In the computer network, Tun and tap are virtual network devices in the operating system kernel. Different from the common hardware network card implementation of the device, these virtual network devices are all software implementation, and running on the operating system of the software to provide the hardware and network equipment exactly the same function.

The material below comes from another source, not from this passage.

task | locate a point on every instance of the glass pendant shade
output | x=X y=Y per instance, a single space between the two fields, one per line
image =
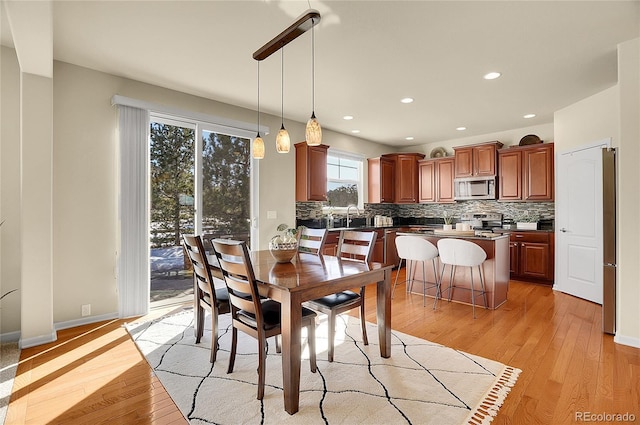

TAP equates to an Ethernet device that operates on a second layer of packets such as an Ethernet data frame. The Tun simulates a network-layer device, operating a third-tier packet such as an IP data packet.
The operating system sends data to the program that binds the user space of the device through the TUN/TAP device, whereas the user-space program can send data through the TUN/TAP device as if it were a hardware network device. In the latter case, the TUN/TAP device delivers (or "injects") packets to the operating system's network stack, simulating the process of accepting data from the outside.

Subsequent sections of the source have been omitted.